I can certainly cite examples where, as a line of business leader I had to rely on colleagues to help make the right decisions for the business, and where that worked well. One particular area was where our business counted on an external department to do capacity planning and trunk installation in support of an application-layer service. I think it would be silly to insist that my application-layer business unit needs to have its own circuit deployment department.

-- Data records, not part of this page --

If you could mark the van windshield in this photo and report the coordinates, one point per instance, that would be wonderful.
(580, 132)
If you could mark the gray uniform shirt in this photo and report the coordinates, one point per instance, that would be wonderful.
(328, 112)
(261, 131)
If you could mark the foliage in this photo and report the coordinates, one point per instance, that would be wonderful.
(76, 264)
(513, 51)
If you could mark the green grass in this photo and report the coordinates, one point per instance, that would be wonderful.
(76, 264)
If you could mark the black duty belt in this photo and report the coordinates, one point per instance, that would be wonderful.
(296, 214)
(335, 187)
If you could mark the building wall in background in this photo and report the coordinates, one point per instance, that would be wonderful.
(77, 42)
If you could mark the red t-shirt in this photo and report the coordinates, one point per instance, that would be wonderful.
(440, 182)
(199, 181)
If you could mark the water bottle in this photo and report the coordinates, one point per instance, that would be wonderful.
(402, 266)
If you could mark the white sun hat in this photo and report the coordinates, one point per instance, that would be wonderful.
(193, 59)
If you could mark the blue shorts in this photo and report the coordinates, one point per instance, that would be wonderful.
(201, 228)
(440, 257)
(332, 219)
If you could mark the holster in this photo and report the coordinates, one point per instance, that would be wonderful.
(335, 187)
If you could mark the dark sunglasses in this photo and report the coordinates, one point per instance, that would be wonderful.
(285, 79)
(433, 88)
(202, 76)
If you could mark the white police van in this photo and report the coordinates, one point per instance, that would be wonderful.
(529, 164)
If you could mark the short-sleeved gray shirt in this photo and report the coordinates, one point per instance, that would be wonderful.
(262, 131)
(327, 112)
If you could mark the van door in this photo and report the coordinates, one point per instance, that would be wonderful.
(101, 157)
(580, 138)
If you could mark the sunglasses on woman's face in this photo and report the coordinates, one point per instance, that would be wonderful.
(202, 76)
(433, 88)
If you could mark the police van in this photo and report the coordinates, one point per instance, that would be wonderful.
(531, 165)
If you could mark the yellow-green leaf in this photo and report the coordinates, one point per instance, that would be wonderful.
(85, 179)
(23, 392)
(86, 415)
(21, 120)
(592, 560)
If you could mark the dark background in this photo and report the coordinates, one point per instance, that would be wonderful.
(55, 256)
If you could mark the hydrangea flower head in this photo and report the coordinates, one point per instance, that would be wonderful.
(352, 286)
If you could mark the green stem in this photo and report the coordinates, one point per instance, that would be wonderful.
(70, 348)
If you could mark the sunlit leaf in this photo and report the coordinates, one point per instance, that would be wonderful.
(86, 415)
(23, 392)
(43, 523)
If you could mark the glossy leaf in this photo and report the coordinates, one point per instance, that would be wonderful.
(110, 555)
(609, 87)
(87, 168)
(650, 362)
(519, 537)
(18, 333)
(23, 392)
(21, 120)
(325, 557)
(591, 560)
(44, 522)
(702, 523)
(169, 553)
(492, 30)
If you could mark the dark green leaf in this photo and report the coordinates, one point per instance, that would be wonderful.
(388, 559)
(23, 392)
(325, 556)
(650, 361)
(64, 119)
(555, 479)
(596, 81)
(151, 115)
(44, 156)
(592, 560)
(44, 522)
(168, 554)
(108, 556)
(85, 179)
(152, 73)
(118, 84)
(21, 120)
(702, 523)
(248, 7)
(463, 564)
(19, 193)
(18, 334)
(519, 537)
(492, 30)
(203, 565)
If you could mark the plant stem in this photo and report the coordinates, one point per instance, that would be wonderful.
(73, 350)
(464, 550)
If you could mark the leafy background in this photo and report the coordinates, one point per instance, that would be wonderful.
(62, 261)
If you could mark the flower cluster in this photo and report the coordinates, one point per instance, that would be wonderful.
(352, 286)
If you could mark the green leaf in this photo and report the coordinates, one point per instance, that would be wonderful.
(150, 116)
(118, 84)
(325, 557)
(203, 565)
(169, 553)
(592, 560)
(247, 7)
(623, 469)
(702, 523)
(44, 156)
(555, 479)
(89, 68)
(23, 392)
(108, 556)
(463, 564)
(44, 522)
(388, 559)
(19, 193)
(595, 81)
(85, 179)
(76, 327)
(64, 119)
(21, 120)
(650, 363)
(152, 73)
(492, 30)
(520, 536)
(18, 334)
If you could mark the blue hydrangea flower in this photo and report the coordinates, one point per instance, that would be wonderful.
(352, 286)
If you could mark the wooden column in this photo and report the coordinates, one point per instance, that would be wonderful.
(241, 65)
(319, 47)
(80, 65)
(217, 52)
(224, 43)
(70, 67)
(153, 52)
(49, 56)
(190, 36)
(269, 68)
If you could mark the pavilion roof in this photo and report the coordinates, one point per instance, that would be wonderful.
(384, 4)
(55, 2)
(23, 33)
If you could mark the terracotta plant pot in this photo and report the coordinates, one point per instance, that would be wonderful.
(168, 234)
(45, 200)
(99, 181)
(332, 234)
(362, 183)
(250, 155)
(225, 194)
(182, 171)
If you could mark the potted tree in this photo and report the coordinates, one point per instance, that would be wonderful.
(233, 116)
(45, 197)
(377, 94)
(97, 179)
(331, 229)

On the other hand, I can point to examples where relying on a central, shared department did not work nearly as well. In one case, the same application-layer business unit relied on an external, shared IT department for all systems development. The IT department served business units covering the whole gamut of services, from colocation, to wavelengths, to high-bandwidth long-haul transport services, to Internet access, to application-layer services. The IT department faced the impossible task of fielding requests from all business units and from operations, and prioritizing those requests in the midst of a great deal of lobbying on the part of the requesters, while simultaneously trying to serve their mandate to implement all of these requests on common systems for each function (order entry, provisioning, inventory, billing, etc.). The IT department was funded with a budget that defined their capacity, and a resource allocation committee of highly-paid SVPs, VPs, and Directors would regularly meet for hours at a time to try to figure out how to allocate the limited IT capacity. Lots of time and energy, and money, was spent in those meetings.
Departments soon sprouted "program managers" whose primary function was to make sure that the IT group followed through on committee decisions to fund a particular project. More time and energy and money spent. The resource allocation committee sometimes changed their mind about priorities (suprise!) and the IT group was asked to change course, leaving half-finished projects and hoping to get back to them, someday. Definitely a sub-optimal arrangement, in my view.
Of course, many business unit leaders don't have the experience or time to understand all of the ins and outs of information technology, so it won't always make sense to give each business unit their own IT department. And some systems should be shared, and there should be some synergies by developing experts in certain systems and software and re-using those experts across multiple business units.
So, is there a good alternative to the resource-allocation approach? I can think of one potential solution: give each business unit their own budget, their own P&L, and allow each business unit to decide how much of their budget they want to spend by hiring the shared IT group to build a new wrinkle into the billing system, or develop some of the systems in support of a new product. If the central IT group is over-subscribed, they need to develop more capacity or outsource the project. Price competition can be introduced by allowing competitive bidding from external IT shops. Yes, you will get some proliferation of redundant systems that way, it is a trade-off, for sure, but you also get the benefit of freeing hostage business units to do what they think is right to meet their business goals.
There are other approaches as well. I only bring up this example of IT as an example of how shared functions can generate more "hard work" for managers than can be justified. In my experience, managers are often eager to "work across the table with their peers." They just aren't happy about it when it is clear that the organizational structure is creating a great deal of waste... waste that they will pay for when it comes back to them as an allocated cost on their P&L statement.